Asmaradana atau Kasmaran (Madura), berarti suka, kasengsem (jatuh cinta). Tembang ini biasanya digunakan untuk menggambarkan perasaan cinta ataupun rasa sedih. Selain itu juga memberikan gambaran rasa senang, bahagia, tidak ada pikiran susah dan senantiasa berada dalam kondisi gembira. Tembang ini mempunyai tujuh baris, baris pertama terdiri atas delapan suku kata yang berakhir huruf i (8i), kemudian berturut-turut 8a – 8o –8a – 7a –8u dan 8a.

Pangkur atau Pangkor (Madura) berarti penghujung, tembang ini biasanya ditembangkan pada bagian akhir suatu cerita. Tembang ini mempunyai tujuh gatra (baris), dan guru wilangan lagu masing-masing 8a – 11i – 8u – 7a – 12u – 8a – 8i. Pangkor biasanya dipakai untuk mengungkap hal-hal yang bersifat keras, seperti kemarahan, perkelahian dan perang. Meskipun tembang Pangkor identik dengan nuansa heroic, namun banyak diantara-nya memberikan gambaran yang lugas dan gamblang tentang kekerdilan manusia dihadapan Sang Pencipta.

Sinom (Senom) diambil dari pucuk daun asam. Tembang ini mempunyai sembilan gatra (baris), baris pertama sampai kesembilan masing-masing 8a – 8i – 8a – 8i – 7i – 8u – 7a – 8i – 12a. Tembang ini biasanya dipakai untuk mengungkapkan ha-hal yang bersifat romantis, baik dalam hubungannya dengan kisah percintaan ataupun hubungan antar sesama manusia.
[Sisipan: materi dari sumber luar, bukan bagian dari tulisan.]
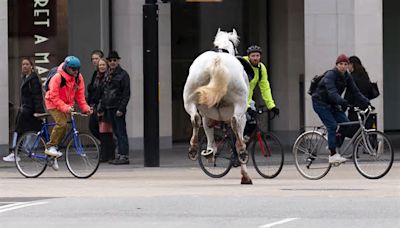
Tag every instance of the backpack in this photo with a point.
(50, 75)
(314, 83)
Dhandanggula (Artate’) terdiri dari dhandang dan gula, dhandang mengandung arti pangarep (Madura), gula berarti manis. Tembang ini mempunyai sepuluh gatra (baris), guru wilangan dan guru lagu masing-masing 10i – 10a – 8e – 7u – 9i –7a – 6u – 8a – 12i – dan 7a. Tembang ini mempunyai maksud dan sebuah pengharapan tentang sesuatu dengan tujuan akhir mencapai kebaikan. Tembang Macopat ini biasanya dipakai untuk mengungkapkan perasaan suka cita atau pun ketika mencapai sebuah kemenangan.

Megatruh atau Duduk Wuluh (Jawa), duduk artinya suling sedangkan Wuluh berarti bambu. Tembang ini mempunyai lima gatra (baris) dengan guru wilangan dan guru lagu, masing-masing baris 12a –8i – 8u – 8i – 80. tembang ini biasanya dipakai untuk melukiskan perasaan kecewa ataupun kesedihan yang mendalam.

Gambuh dalam bahasa Jawa “prigel”, dengan maksud bahwa segala sesuatu bisa diatasi. Tembang ini terdiri atas lima gatra (baris) dengan guru wilangan dan guru lagu berturut-turut 7u – 10u – 12i – 8u- 8o. watak dari tembang ini adalah memberi penjelasan.